I want to perform LoRA Fine-tuning on an llama3 model, using the following dataset:
sst2_sent.json
sst2_sent.json example
{"sentence": "hide new secretions from the parental units", "label": 0}
{"sentence": "contains no wit , only labored gags", "label": 0}
{"sentence": "that loves its characters and communicates something rather beautiful about human nature", "label": 1}
{"sentence": "remains utterly satisfied to remain the same throughout", "label": 0}
........
I have split the data set into training data and testing data.
But I get the following error while training:
ValueError: Expected input batch_size (1024) to match target batch_size (4).
Here is my code:
def tokenize_dataset(dataset, tokenizer):
def preprocess_function(examples):
inputs = tokenizer(examples["sentence"], padding="max_length", truncation=True, max_length=128)
inputs["labels"] = examples["label"]
return inputs
return dataset.map(preprocess_function, batched=True)
def load_model(model_name):
"""Load the model and configure LoRA
"""
model = AutoModelForTokenClassification.from_pretrained(
model_name,
quantization_config=quantization_config,
device_map='cuda:0',
num_labels=2
)
lora_config = LoraConfig(
r=16,
lora_alpha=8,
target_modules=['q_proj', 'k_proj', 'v_proj', 'o_proj'],
lora_dropout=0.05,
bias='none', # wether to train bias weights, set to 'none' for attention layers
task_type='SEQ_CLS'
)
model = prepare_model_for_kbit_training(model)
return get_peft_model(model, lora_config)
def train_model(model, train_dataset, test_dataset, tokenizer, output_dir):
"""Set training parameters and fine-tune them"""

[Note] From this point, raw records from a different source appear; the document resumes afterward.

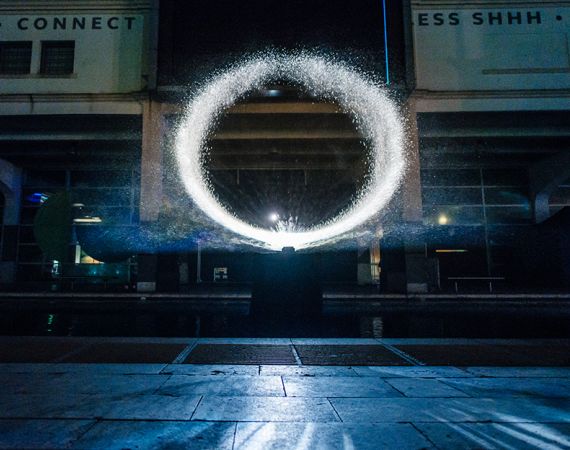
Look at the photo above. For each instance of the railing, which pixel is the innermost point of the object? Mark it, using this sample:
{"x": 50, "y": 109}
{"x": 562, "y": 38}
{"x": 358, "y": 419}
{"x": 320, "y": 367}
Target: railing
{"x": 490, "y": 280}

training_args = TrainingArguments(
output_dir=output_dir,
per_device_train_batch_size=4,
gradient_accumulation_steps=4,
logging_steps=10,
num_train_epochs=3,
save_steps=100,
learning_rate=1e-4,
save_on_each_node=True,
gradient_checkpointing=True
)
trainer = Trainer(
model=model,
args=training_args,
train_dataset=train_dataset,
eval_dataset=test_dataset,
data_collator=DataCollatorForSeq2Seq(tokenizer=tokenizer, padding=True),
)
print("Staring to training...")
trainer.train()
print("Finished to training...")
trainer.save_pretrained(output_dir) # Save model
tokenizer.save_pretrained(output_dir) # Save tokenizer
main.py :
# 1. Load dataset
print("Loading and processing dataset...")
dataset = load_dataset("json", data_files={
"train": "train.json",
"test": "test.json"})
train_dataset = dataset["train"]
test_dataset = dataset["test"]
# 2. Tokenization
print("------------------------------------------------------------")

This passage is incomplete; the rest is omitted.